WBCO
- Bucyrus, Ohio; United States;
- Broadcast area: Mid-Ohio region
- Frequency: 1540 kHz
- Branding: WBCO 1540AM / 107.5FM

Programming
- Format: Classic country
- Affiliations: CBS News Radio; Westwood One; Agri Broadcast Network; Ohio State Sports Network;

Ownership
- Owner: Saga Communications; (Franklin Communications, Inc.);
- Sister stations: WQEL

History
- First air date: 1962
- Call sign meaning: Bucyrus, Ohio

Technical information
- Licensing authority: FCC
- Facility ID: 7111
- Class: D
- Power: 500 watts day
- Transmitter coordinates: 40°45′51.00″N 82°56′5.00″W﻿ / ﻿40.7641667°N 82.9347222°W
- Translator: 107.5 W298CC (Bucyrus)

Links
- Public license information: Public file; LMS;
- Webcast: Listen live
- Website: wbco.com

= WBCO =

Radio station in Bucyrus, Ohio

WBCO (1540 AM) is a radio station licensed to Bucyrus, Ohio, United States, and serving the Mid-Ohio region.
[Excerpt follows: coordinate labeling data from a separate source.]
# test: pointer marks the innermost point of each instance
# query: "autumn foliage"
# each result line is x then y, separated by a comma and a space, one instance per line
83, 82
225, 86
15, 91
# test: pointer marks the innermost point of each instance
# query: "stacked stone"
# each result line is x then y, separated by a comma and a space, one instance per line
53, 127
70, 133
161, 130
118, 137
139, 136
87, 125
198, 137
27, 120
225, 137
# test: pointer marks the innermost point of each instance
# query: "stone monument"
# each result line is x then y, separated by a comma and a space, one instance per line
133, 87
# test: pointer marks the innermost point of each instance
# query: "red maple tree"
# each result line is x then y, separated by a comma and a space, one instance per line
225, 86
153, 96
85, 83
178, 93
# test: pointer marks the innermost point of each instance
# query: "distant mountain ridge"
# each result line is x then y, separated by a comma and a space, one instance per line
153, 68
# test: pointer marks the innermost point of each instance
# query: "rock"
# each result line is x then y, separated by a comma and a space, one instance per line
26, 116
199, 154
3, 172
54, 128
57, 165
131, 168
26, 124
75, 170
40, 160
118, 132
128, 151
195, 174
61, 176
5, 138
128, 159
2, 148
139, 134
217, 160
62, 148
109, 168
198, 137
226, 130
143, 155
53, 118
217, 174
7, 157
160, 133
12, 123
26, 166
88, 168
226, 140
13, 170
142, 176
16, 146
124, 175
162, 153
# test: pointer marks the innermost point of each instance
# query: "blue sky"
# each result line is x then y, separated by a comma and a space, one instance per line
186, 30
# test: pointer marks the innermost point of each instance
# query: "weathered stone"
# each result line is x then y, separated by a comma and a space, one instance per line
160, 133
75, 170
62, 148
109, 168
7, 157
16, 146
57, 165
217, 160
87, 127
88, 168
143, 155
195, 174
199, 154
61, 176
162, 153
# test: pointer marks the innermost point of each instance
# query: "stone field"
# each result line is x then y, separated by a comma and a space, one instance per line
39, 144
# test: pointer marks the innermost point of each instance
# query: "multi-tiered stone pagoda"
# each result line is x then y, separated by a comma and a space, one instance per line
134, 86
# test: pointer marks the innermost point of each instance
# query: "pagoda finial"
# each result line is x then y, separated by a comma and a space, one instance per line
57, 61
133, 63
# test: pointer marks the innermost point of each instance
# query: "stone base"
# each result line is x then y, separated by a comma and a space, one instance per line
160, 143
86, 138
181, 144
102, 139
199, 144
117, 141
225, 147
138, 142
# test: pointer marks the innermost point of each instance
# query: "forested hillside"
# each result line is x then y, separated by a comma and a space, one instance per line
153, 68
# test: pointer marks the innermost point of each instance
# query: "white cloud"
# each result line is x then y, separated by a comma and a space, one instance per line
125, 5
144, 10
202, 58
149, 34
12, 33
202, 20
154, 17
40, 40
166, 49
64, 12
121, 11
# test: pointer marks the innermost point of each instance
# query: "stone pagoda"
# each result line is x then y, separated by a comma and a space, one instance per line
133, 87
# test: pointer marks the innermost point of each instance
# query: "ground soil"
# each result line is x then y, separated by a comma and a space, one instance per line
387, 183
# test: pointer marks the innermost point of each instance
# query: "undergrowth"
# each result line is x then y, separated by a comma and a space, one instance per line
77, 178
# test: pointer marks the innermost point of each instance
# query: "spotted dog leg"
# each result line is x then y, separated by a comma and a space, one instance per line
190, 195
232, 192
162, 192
Owned by Saga Communications, the station currently features a classic country format.

WBCO also airs 24 hours per day on FM translator W298CC at 107.5 FM.

==History==
WBCO was founded in 1962 by Thomas P. Moore and wife J. LaVonne Moore, along with LaVonne's brother and pioneer in broadcasting, Orville J. Sather, and investors. WBCO was joined by sister-station WBCO-FM (later named WQEL) two years later. The company was first known as Brokensword Broadcasting Co. When the Moores and Sathers bought out the investors, it became Sa-Mor Stations. Full ownership was assumed by Tom and LaVonne following Orville's death. The stations were sold to Mike and Donna Laipply in 1991. In 1996, both stations were sold to the Ohio Radio Group based in Ashland Ohio who also owned stations WQIO and WMVO in Mount Vernon, Ohio, WNCO and WNCO-FM in Ashland, Ohio, WMAN-FM in Fredericktown, Ohio, WFXN-FM in Galion, Ohio and WXXF in Loudonville, Ohio. They would later add local WYNT in Upper Sandusky, Ohio to the group making it the largest radio ownership company in Ohio. In 2001, Ohio Radio Group was purchased by Clear Channel Communications which had to sell two stations that included WBCO and WQEL who was purchased by Scantland Broadcasting, then current Saga Communications.

On February 1, 2016, WBCO changed their format from adult standards to classic country.